Typically, disabled characters are given two options: death or cure. There is no option to live as they are. Yet despite the demons that plague her, Anya’s thirst for life never wanes. In several episodes, as she realizes she is dying, Anya asserts repeatedly that she wants to live.
I realized as I was watching that I had rarely seen a wheelchair user fight for their life on screen. In a culture where disability is still often stigmatized as a fate worse than death, saying you want to live while disabled is a radical assertion. When Anya is reimagined by her friends after her death in various stories, her disability remains evident. Even in her friends’ memories and ideal retellings, she is fully herself ― and still disabled.

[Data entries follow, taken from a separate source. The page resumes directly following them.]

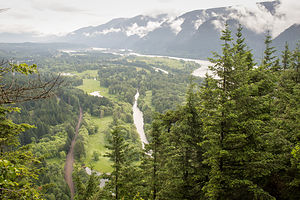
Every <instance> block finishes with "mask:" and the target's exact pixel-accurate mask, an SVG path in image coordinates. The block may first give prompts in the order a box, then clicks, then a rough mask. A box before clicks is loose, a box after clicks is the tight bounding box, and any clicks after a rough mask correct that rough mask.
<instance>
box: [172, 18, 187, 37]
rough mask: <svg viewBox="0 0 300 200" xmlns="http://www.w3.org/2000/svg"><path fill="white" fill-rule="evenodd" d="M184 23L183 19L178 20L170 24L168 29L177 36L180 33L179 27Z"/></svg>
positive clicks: (179, 29)
mask: <svg viewBox="0 0 300 200" xmlns="http://www.w3.org/2000/svg"><path fill="white" fill-rule="evenodd" d="M183 22H184V19H183V18H178V19H176V20H174V21H172V22H171V24H170V27H171V29H172V31H173V32H174V33H175V34H176V35H177V34H178V33H179V32H180V31H181V29H182V28H181V25H182V23H183Z"/></svg>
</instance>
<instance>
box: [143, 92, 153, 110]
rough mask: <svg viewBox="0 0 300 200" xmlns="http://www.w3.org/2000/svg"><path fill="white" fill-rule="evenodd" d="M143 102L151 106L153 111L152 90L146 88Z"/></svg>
mask: <svg viewBox="0 0 300 200" xmlns="http://www.w3.org/2000/svg"><path fill="white" fill-rule="evenodd" d="M144 101H145V104H146V105H147V106H149V108H151V110H152V111H154V107H153V106H152V103H151V102H152V91H151V90H148V91H146V96H145V98H144Z"/></svg>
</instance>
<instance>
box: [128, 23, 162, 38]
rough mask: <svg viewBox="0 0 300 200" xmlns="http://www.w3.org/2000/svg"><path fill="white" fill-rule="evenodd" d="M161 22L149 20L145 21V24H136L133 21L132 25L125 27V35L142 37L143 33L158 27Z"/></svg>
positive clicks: (150, 30) (145, 33) (159, 26)
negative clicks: (125, 31) (150, 20)
mask: <svg viewBox="0 0 300 200" xmlns="http://www.w3.org/2000/svg"><path fill="white" fill-rule="evenodd" d="M162 23H163V22H155V21H149V22H148V23H147V26H138V25H137V24H136V23H134V24H133V25H132V26H130V27H129V28H127V30H126V35H127V36H131V35H138V36H139V37H140V38H142V37H144V36H145V35H147V34H148V33H149V32H151V31H154V30H155V29H157V28H159V27H160V25H161V24H162Z"/></svg>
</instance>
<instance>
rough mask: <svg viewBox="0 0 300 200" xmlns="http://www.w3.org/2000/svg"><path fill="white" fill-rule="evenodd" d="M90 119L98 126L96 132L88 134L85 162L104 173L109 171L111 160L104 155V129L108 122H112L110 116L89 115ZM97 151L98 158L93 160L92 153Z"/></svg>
mask: <svg viewBox="0 0 300 200" xmlns="http://www.w3.org/2000/svg"><path fill="white" fill-rule="evenodd" d="M91 120H92V121H93V123H94V124H95V125H97V126H98V127H99V129H98V132H97V133H96V134H94V135H90V136H89V139H88V146H87V148H86V159H85V163H86V164H87V165H88V166H89V167H93V169H95V170H96V171H99V172H102V173H106V172H111V171H112V167H111V162H110V161H109V159H108V158H106V157H104V155H105V153H106V152H107V149H106V148H105V145H106V144H107V141H106V140H105V135H104V134H105V130H107V129H108V126H109V124H110V123H111V122H112V120H113V119H112V117H111V116H109V117H104V118H97V117H91ZM95 151H96V152H98V153H99V154H100V156H99V160H98V161H95V160H93V153H94V152H95Z"/></svg>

There are many good reasons for showrunners and casting directors to cast disabled actors for disabled roles. From a creative standpoint, perhaps the most persuasive reason is that it simply makes shows better. Able-bodied actors who are feigning disability often use mobility aids unrealistically. Much worse, many move across the stage or screen the sheepishly, as if apologizing for their presence ― something that Anya, like many of us, would never do. On “The Midnight Club,” it’s refreshing to see an actor and a script that give a disabled character the space she needs to tell her story.